I am using a 3rd party logging service (LogDNA) to centralise my server logs, but the agent installed on the server is actually causing the generation of additional and unnecessary logs.
My audit policy includes the line:
-w /var/log/audit -p rwxa -k auditlog
which monitors for any activity on any files in the /var/log/audit directory.
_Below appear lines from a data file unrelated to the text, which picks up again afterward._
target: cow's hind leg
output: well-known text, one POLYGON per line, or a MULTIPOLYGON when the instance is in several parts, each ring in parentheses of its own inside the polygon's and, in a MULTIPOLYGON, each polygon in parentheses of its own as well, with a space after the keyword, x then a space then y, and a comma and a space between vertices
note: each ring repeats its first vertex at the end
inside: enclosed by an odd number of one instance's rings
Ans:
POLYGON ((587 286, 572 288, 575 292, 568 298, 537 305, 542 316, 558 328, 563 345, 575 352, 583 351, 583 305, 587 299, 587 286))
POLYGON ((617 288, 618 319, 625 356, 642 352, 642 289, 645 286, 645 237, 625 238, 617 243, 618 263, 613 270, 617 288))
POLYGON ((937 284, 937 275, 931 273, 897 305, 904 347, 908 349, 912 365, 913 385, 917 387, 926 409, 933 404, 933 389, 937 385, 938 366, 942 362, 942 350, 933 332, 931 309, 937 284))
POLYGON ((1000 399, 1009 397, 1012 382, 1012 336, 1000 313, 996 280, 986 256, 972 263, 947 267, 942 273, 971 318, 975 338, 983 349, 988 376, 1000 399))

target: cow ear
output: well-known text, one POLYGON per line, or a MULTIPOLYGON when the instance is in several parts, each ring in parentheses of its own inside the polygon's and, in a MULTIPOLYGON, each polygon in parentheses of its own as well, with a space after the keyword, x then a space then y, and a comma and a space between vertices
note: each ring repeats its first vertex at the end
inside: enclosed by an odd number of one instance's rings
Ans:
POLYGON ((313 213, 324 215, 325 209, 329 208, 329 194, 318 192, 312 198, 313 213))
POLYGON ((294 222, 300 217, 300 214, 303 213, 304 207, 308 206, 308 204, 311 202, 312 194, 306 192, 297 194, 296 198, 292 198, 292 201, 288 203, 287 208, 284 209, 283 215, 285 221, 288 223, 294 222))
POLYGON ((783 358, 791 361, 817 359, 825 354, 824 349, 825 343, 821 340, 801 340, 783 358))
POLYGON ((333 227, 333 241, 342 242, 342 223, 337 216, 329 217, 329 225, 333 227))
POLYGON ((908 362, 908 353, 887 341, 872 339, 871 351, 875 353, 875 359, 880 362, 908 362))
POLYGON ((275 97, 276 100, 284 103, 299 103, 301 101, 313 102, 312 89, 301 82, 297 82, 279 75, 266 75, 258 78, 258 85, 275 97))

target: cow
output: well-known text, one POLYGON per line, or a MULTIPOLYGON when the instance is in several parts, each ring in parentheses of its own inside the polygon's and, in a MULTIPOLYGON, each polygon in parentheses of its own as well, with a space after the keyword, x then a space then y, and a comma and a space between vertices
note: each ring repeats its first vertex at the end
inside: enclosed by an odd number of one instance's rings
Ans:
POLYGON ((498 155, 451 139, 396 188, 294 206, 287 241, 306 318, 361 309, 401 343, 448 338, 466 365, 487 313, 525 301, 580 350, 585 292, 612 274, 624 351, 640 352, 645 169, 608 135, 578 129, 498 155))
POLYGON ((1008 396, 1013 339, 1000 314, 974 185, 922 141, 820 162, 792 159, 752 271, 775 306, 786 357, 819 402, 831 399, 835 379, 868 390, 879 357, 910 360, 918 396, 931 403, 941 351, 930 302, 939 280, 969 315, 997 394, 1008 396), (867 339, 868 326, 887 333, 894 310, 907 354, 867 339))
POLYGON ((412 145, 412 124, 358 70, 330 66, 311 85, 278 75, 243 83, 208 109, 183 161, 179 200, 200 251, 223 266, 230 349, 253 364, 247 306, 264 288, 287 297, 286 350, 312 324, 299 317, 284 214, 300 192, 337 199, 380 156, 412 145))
The agent reads the files approximately once every second, causing 4 lines to be written to the log:
type=SYSCALL msg=audit(1571391173.197:314775): arch=c000003e syscall=257 success=yes exit=13 a0=ffffff9c a1=3453780 a2=80000 a3=0 items=1 ppid=1 pid=16253 auid=4294967295 uid=0 gid=0 euid=0 suid=0 fsuid=0 egid=0 sgid=0 fsgid=0 tty=(none) ses=4294967295 comm="logdna-agent" exe="/usr/bin/logdna-agent" key="auditlog"
type=CWD msg=audit(1571391173.197:314775): cwd="/"
type=PATH msg=audit(1571391173.197:314775): item=0 name="/var/log/audit/audit.log" inode=49 dev=07:03 mode=0100640 ouid=0 ogid=4 rdev=00:00 nametype=NORMAL cap_fp=0000000000000000 cap_fi=0000000000000000 cap_fe=0 cap_fver=0
type=PROCTITLE msg=audit(1571391173.197:314775): proctitle="logdna-agent"
This drastically increases the volume of logs per server that I am ingesting, with obvious added cost.
The question is, can I specify in the audit policy to ignore reads from a specific process?
I am running Ubuntu 18.04.
NB. LogDNA does offer filtering on its side, but realistically this could only be done for the 2 lines which specify log-dna.